Slavonice (; ) is a town in Jindřichův Hradec District in the South Bohemian Region of the Czech Republic. It has about 2,300 inhabitants. The town centre is well preserved and is protected by law as an urban monument reservation.

Administrative parts
Villages and hamlets of Kadolec, Maříž, Mutišov, Rubašov, Stálkov and Vlastkovec are administrative parts of Slavonice.

Geography
Slavonice is located about  southeast of Jindřichův Hradec. It lies on the border with Austria and is adjacent to the municipality of Waldkirchen an der Thaya. Despite administratively being a part of the South Bohemian Region, the town lies in the historical land of Moravia.

The eastern part of the municipal territory with the town proper lies in the Křižanov Highlands, the western part lies in the Javořice Highlands and includes the highest point of Slavonice at  above sea level. The Slavonický Stream flows through the town and feed several ponds in the municipal territory.

History

Slavonice was founded in the 12th century. The first written mention is from 1260. The settlement and later a market village slowly developed into a fortified town. From the 13th century, the underground system was built, which served as drainage and town's defense system. In the 14th century, Slavonice extended to the west (today's Míru Square) and to the east (today's Horní Square).

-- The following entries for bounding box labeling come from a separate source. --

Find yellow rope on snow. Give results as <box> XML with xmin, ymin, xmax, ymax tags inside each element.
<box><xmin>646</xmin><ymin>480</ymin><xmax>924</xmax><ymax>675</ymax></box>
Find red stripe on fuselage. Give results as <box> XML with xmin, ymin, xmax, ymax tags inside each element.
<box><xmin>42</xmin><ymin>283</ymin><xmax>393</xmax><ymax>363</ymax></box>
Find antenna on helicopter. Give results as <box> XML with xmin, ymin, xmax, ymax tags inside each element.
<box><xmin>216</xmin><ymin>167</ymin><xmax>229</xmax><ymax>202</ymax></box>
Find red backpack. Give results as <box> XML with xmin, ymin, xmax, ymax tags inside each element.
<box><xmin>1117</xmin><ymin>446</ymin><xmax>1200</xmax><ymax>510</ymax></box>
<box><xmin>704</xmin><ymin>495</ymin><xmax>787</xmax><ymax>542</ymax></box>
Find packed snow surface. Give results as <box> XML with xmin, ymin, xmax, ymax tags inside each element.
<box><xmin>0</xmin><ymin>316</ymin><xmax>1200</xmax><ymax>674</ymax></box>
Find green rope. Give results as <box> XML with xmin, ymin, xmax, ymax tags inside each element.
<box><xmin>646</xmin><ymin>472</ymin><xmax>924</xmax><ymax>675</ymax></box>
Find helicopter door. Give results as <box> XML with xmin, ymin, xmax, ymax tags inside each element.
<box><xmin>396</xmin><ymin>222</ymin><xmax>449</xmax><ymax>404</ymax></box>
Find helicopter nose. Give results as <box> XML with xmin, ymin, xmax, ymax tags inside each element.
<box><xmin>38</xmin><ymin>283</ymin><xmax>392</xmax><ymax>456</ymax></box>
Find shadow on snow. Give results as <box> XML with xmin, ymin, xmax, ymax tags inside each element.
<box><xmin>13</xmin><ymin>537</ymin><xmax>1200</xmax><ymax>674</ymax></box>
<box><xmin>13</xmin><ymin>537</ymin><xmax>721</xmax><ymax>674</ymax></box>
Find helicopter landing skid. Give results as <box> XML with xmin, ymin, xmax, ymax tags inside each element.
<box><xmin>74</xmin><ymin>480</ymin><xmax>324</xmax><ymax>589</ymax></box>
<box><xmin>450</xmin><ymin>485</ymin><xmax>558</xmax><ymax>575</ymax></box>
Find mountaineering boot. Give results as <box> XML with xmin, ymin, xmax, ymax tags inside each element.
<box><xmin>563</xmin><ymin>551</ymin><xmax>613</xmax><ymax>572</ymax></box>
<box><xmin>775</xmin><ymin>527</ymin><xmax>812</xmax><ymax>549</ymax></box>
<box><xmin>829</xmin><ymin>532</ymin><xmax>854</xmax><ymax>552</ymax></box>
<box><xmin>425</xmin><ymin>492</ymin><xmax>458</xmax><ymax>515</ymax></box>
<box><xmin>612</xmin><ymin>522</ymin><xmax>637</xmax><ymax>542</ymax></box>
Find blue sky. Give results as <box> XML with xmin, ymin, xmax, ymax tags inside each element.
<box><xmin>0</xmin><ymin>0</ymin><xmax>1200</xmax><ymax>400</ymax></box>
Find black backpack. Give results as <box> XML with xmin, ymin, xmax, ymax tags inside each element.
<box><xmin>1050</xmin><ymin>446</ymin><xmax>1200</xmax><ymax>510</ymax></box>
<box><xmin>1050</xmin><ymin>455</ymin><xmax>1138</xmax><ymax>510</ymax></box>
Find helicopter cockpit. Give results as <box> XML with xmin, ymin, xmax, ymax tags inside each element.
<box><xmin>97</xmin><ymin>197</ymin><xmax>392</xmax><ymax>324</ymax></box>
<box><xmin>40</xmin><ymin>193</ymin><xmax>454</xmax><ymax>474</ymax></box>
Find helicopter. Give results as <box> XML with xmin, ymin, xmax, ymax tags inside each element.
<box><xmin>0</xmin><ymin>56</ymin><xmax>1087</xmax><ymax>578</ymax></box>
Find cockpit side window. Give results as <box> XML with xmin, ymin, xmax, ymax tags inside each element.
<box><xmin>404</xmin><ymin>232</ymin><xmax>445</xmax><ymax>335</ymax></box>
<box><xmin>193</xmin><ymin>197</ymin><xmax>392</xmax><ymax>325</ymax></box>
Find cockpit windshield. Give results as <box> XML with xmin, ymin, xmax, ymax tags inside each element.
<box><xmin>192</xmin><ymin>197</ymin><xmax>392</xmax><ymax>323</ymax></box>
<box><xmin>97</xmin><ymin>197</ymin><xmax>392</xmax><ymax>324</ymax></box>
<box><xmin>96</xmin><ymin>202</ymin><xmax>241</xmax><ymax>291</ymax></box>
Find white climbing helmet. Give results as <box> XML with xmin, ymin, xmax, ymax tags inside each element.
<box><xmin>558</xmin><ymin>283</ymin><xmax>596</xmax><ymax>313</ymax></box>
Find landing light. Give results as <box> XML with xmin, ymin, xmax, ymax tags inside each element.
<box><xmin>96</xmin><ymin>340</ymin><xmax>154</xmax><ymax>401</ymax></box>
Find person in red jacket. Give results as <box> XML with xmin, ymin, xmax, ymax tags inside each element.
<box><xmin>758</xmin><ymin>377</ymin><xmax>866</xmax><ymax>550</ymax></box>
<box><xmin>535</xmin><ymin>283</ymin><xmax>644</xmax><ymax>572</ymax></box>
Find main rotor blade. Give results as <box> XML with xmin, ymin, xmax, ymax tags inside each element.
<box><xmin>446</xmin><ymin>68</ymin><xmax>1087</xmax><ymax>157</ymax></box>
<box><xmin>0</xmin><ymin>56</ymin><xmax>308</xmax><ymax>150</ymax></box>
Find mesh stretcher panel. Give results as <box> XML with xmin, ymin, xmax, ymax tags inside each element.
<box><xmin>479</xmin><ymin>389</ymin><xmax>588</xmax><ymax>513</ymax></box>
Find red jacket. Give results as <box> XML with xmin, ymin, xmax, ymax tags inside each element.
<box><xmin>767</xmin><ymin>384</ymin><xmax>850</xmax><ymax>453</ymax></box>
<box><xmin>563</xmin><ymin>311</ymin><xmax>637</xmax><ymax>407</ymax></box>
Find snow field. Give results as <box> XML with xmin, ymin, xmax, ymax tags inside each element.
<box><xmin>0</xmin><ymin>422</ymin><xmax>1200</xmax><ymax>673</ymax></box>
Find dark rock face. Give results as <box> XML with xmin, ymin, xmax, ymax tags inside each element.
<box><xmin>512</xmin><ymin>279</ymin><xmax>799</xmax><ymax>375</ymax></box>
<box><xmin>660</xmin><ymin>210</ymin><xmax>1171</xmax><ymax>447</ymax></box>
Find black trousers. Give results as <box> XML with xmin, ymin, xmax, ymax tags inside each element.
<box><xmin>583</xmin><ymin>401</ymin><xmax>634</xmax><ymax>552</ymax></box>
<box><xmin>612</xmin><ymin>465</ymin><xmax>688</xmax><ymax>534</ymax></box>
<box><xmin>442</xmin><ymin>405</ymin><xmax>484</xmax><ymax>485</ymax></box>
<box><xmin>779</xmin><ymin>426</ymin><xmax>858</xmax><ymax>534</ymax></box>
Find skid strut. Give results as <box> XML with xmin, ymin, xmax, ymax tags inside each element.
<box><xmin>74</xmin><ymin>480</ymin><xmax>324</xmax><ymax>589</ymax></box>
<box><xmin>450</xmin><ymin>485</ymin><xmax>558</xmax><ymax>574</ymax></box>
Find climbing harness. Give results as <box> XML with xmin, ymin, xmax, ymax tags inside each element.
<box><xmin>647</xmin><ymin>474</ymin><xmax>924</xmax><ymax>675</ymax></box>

At the end of the 15th century, ponds began to be established in the area. Slavonice reached its greatest prosperity in the 16th century, when it was an important town on the trade route from Prague to Vienna, which brought it great wealth. During these times, it gained its Renaissance look. When the route was relocated, the town's source of wealth dried up, which contributed to the preservation of a unique set of Renaissance houses.

The town and the surrounding countryside were lightly fortified in the period leading up to the World War II. Some of these small bunker complexes have been repaired and refurbished, with mock battles of Wehrmacht and Czechoslovak forces taking place in summer. The area and defences were never used against the Third Reich, being settled by a German-speaking majority, as the town and region had to be surrendered to the Third Reich following the Munich Agreement.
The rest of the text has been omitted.